Oscillator-Based Hybrid Gait Phase Estimation Method for Hip Assistive Exoskeleton

Abstract

To solve the problem of slow or lack of convergence of the gait phase estimation of the adaptive oscillator (AO) in the walking speed switching stage, this study designs an oscillator-based hybrid gait phase estimation method for hip assistive exoskeletons. First, the collected raw data of the hip angle are processed by performing Butterworth low-pass filtering. Then, by analyzing the characteristics of the hip angle curve and plantar pressure during each stage of walking, a divider that combines the hip angle, hip angular velocity, and plantar pressure is constructed to divide each gait cycle accurately. Finally, a phase estimator based on the angle model (AMPE) is proposed to replace the AO for phase estimation during the walking speed switching phase and to revert to AO for phase estimation when the walking speed is stable.
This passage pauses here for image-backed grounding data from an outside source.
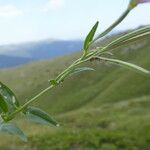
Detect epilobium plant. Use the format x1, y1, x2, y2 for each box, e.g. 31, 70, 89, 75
0, 0, 150, 141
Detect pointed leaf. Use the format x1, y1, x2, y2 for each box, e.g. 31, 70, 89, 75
98, 57, 150, 75
0, 123, 27, 142
84, 21, 99, 50
0, 95, 8, 113
70, 67, 95, 76
0, 82, 19, 112
24, 107, 59, 127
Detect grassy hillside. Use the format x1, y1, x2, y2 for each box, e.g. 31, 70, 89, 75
0, 35, 150, 150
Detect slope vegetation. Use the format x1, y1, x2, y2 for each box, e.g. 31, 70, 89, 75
0, 36, 149, 150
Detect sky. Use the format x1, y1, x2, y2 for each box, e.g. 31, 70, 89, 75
0, 0, 149, 45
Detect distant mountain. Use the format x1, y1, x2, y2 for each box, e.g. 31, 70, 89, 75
0, 40, 83, 68
0, 55, 32, 68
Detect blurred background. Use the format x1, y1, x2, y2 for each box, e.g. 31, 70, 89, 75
0, 0, 150, 149
0, 0, 149, 68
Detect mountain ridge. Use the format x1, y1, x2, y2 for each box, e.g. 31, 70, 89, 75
0, 40, 82, 68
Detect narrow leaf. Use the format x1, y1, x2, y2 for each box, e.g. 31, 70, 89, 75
24, 107, 59, 127
84, 21, 99, 50
0, 123, 27, 142
70, 67, 95, 76
98, 57, 150, 75
0, 95, 8, 113
0, 82, 19, 112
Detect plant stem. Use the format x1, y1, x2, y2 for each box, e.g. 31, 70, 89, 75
7, 5, 145, 121
56, 58, 81, 81
91, 8, 130, 44
8, 85, 54, 119
8, 56, 87, 119
7, 26, 149, 120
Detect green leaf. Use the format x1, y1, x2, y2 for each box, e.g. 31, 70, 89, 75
84, 21, 99, 51
24, 107, 59, 127
0, 123, 27, 142
0, 94, 8, 113
0, 82, 19, 112
98, 57, 150, 75
70, 67, 95, 76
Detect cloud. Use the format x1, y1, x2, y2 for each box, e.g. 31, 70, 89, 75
0, 5, 22, 17
43, 0, 65, 11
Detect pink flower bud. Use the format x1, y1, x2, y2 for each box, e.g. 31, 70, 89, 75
138, 0, 150, 3
129, 0, 150, 9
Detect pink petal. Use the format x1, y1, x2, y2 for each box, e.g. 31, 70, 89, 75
139, 0, 150, 3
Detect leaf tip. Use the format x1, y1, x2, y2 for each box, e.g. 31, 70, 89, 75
83, 21, 99, 50
95, 20, 99, 24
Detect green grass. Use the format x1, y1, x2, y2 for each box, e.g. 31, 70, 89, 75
0, 35, 150, 149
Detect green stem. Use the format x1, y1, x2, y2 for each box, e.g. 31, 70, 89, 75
8, 85, 54, 119
92, 26, 150, 57
8, 56, 87, 119
7, 4, 142, 121
91, 8, 130, 44
56, 58, 81, 81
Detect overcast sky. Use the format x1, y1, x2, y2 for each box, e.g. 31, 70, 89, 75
0, 0, 149, 45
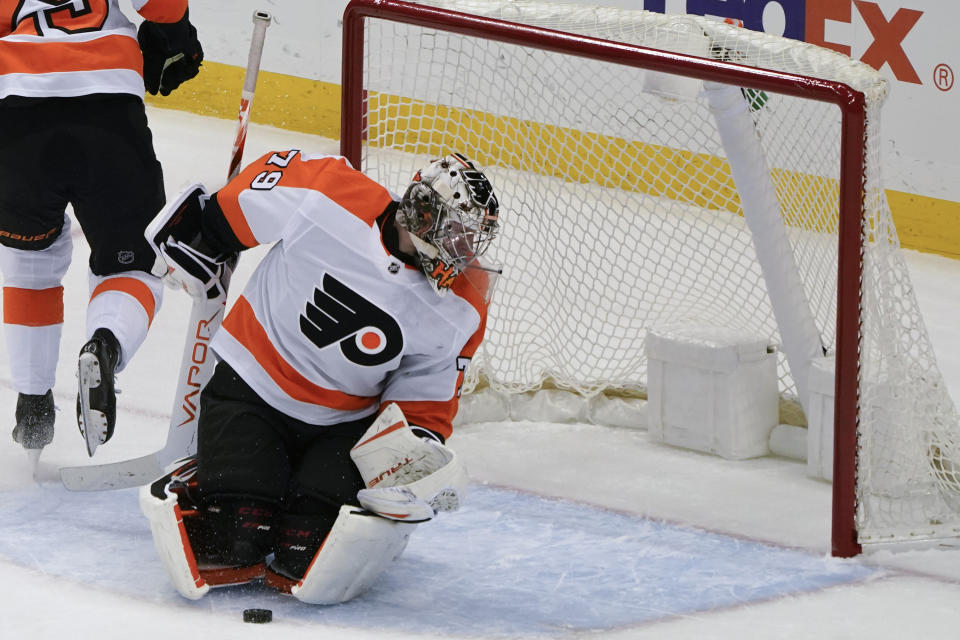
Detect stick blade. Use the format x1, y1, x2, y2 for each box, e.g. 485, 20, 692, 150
59, 453, 164, 491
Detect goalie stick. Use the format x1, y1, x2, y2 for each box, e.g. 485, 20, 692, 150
59, 11, 273, 491
228, 10, 272, 181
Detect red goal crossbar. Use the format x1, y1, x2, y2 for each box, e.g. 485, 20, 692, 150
340, 0, 868, 557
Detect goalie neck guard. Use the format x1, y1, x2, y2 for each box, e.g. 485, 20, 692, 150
398, 153, 500, 295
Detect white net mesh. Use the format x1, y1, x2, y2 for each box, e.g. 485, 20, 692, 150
353, 0, 960, 544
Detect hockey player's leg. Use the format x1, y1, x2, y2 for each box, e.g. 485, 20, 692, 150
76, 328, 120, 456
140, 458, 275, 598
13, 391, 55, 451
78, 271, 162, 456
187, 494, 275, 585
265, 505, 416, 605
264, 508, 339, 592
167, 365, 292, 586
70, 95, 167, 455
0, 217, 73, 454
262, 411, 426, 604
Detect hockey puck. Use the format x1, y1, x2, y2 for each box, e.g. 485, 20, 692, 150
243, 608, 273, 623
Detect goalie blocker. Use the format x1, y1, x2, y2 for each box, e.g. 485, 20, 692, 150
140, 404, 467, 604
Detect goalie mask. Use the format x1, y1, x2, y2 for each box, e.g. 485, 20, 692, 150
397, 153, 500, 294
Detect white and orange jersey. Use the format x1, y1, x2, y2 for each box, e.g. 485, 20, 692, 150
0, 0, 187, 100
210, 150, 490, 440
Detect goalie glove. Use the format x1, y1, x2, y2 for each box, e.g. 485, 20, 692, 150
350, 403, 468, 522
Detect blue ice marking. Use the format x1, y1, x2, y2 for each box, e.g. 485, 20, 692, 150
0, 482, 878, 636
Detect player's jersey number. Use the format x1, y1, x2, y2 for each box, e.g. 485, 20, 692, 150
250, 150, 300, 191
12, 0, 110, 36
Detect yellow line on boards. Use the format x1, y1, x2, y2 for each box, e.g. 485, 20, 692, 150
149, 61, 960, 260
145, 61, 341, 139
887, 192, 960, 260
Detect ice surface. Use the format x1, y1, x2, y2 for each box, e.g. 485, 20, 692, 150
0, 483, 878, 636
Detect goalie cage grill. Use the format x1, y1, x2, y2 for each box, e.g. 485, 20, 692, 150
340, 0, 960, 556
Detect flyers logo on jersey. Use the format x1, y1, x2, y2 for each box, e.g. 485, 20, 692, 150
300, 274, 404, 366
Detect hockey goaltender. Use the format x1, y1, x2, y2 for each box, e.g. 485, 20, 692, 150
139, 150, 502, 604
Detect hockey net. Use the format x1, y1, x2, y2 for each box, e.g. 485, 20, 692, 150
340, 0, 960, 553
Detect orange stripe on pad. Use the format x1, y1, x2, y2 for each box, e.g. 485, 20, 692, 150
222, 296, 378, 411
173, 503, 205, 589
91, 277, 157, 326
3, 286, 64, 327
353, 421, 407, 449
200, 562, 266, 586
296, 531, 332, 590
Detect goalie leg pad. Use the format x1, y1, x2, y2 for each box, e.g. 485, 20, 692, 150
191, 496, 276, 571
265, 509, 339, 589
266, 505, 415, 605
140, 460, 269, 598
350, 403, 468, 521
139, 473, 209, 600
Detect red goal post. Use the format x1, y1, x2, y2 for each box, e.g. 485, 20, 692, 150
339, 0, 897, 558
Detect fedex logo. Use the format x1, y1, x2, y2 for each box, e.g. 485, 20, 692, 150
643, 0, 925, 84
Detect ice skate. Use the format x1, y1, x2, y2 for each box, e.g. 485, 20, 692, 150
76, 328, 120, 457
12, 390, 55, 477
12, 389, 55, 462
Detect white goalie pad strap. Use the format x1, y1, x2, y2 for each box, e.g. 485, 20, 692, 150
350, 403, 468, 521
138, 484, 209, 600
291, 505, 415, 605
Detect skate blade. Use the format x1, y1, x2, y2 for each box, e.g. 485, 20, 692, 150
78, 353, 103, 388
78, 411, 108, 457
78, 353, 107, 457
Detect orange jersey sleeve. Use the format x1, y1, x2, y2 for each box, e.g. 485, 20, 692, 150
132, 0, 188, 23
214, 150, 395, 248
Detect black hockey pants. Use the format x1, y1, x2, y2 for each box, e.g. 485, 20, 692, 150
196, 361, 375, 515
0, 95, 165, 275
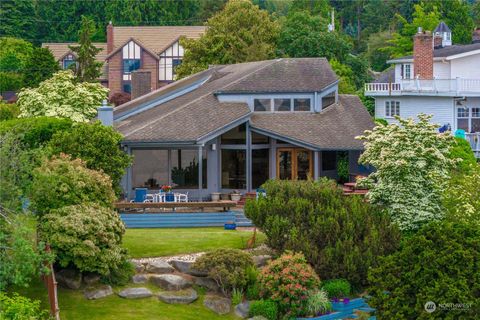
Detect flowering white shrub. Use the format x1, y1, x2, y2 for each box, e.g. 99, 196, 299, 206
356, 114, 456, 231
17, 70, 108, 122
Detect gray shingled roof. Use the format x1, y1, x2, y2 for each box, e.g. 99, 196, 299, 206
389, 43, 480, 62
434, 22, 451, 33
373, 67, 395, 83
115, 59, 370, 148
250, 95, 373, 150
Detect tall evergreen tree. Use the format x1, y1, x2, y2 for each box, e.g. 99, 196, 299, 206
69, 16, 103, 83
23, 47, 60, 88
0, 0, 36, 40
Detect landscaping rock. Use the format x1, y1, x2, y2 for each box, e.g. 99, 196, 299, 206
133, 261, 145, 273
84, 285, 113, 300
150, 274, 192, 291
248, 317, 267, 320
118, 287, 153, 299
132, 274, 149, 284
193, 277, 220, 292
235, 301, 250, 318
146, 260, 175, 274
83, 273, 101, 286
157, 288, 198, 304
252, 255, 272, 267
169, 259, 207, 276
56, 268, 82, 290
203, 294, 231, 315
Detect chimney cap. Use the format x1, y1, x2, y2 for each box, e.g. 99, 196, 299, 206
417, 26, 423, 33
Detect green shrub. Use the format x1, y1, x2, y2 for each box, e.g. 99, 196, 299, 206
48, 121, 132, 194
374, 118, 388, 126
306, 290, 332, 317
0, 116, 72, 148
249, 300, 278, 320
0, 292, 49, 320
232, 288, 243, 306
40, 203, 127, 276
245, 179, 401, 289
193, 249, 254, 296
368, 222, 480, 319
259, 252, 320, 317
29, 154, 116, 215
101, 259, 135, 286
0, 102, 19, 121
448, 137, 476, 174
337, 152, 349, 183
322, 279, 351, 298
443, 164, 480, 227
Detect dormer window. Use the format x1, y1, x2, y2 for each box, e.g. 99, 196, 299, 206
253, 97, 312, 112
402, 64, 412, 80
122, 41, 141, 93
254, 99, 270, 111
63, 54, 75, 69
294, 98, 311, 111
274, 99, 290, 111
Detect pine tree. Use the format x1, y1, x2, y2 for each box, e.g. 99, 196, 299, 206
69, 16, 103, 82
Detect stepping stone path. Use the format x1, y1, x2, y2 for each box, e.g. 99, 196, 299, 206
169, 259, 207, 276
150, 274, 192, 291
146, 261, 175, 274
235, 301, 250, 318
132, 274, 148, 284
118, 287, 153, 299
158, 288, 198, 304
203, 294, 231, 315
84, 285, 113, 300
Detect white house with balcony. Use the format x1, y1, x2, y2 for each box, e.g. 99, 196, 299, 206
365, 22, 480, 157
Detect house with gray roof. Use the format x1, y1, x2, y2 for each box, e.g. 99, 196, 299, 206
365, 22, 480, 157
106, 58, 373, 200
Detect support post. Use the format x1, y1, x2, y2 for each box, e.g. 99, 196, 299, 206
198, 146, 203, 200
246, 122, 252, 192
313, 151, 319, 180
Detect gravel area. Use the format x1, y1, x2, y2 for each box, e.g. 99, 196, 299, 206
131, 252, 205, 264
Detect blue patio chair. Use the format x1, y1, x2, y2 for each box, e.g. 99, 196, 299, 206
134, 188, 148, 203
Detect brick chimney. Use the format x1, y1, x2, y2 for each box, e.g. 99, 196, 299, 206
413, 29, 434, 80
107, 21, 114, 54
131, 70, 152, 99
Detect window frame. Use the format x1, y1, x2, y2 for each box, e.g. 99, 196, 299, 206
62, 54, 76, 69
252, 95, 313, 113
159, 41, 183, 82
122, 41, 142, 93
385, 100, 400, 118
402, 64, 412, 80
457, 106, 480, 133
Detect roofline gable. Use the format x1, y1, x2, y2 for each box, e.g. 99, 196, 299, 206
105, 37, 159, 60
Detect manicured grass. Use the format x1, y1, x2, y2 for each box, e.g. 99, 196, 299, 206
123, 227, 265, 258
15, 279, 238, 320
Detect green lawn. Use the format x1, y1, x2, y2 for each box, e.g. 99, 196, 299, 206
16, 279, 238, 320
123, 227, 265, 258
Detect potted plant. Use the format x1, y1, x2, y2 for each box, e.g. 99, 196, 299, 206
211, 192, 221, 201
230, 190, 241, 202
161, 185, 174, 202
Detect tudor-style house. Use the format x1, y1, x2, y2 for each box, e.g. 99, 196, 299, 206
97, 58, 374, 200
365, 22, 480, 157
42, 23, 205, 98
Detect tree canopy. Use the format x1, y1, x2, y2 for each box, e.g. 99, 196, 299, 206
175, 0, 280, 79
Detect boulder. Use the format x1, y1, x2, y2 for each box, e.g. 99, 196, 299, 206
145, 260, 175, 274
133, 261, 145, 273
158, 288, 198, 304
169, 260, 207, 276
56, 268, 82, 290
118, 287, 153, 299
84, 285, 113, 300
203, 294, 231, 315
132, 274, 149, 284
150, 274, 192, 291
235, 301, 250, 318
83, 273, 101, 286
251, 255, 272, 268
193, 277, 220, 292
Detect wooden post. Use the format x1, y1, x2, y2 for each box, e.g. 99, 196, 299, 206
42, 245, 60, 320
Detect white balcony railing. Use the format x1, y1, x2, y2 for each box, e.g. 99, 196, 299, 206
365, 78, 480, 95
466, 133, 480, 158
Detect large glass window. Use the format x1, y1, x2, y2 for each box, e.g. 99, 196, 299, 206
472, 108, 480, 133
131, 150, 169, 189
171, 149, 207, 189
122, 41, 141, 93
221, 124, 246, 145
457, 107, 469, 131
254, 99, 270, 112
159, 41, 184, 81
274, 99, 291, 111
322, 92, 336, 109
252, 131, 269, 145
252, 149, 269, 189
294, 98, 311, 111
221, 150, 246, 189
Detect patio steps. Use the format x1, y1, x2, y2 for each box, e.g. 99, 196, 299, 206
120, 211, 254, 228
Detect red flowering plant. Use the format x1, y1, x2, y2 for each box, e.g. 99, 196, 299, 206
258, 251, 320, 317
161, 185, 172, 192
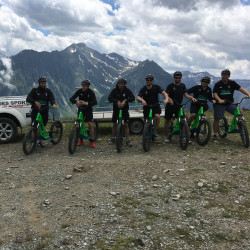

By performing experiments of different walking speeds switching on the treadmill and outdoor walking scenarios, it is verified that the oscillator-based hybrid gait phase estimation method (AO+AMPE) has lower phase estimation errors and improves the gait feature estimation performance in the case of different walking speed switching, when compared with the AO-based phase estimation method and the hybrid phase oscillator-based (PO+AO) phase estimation method.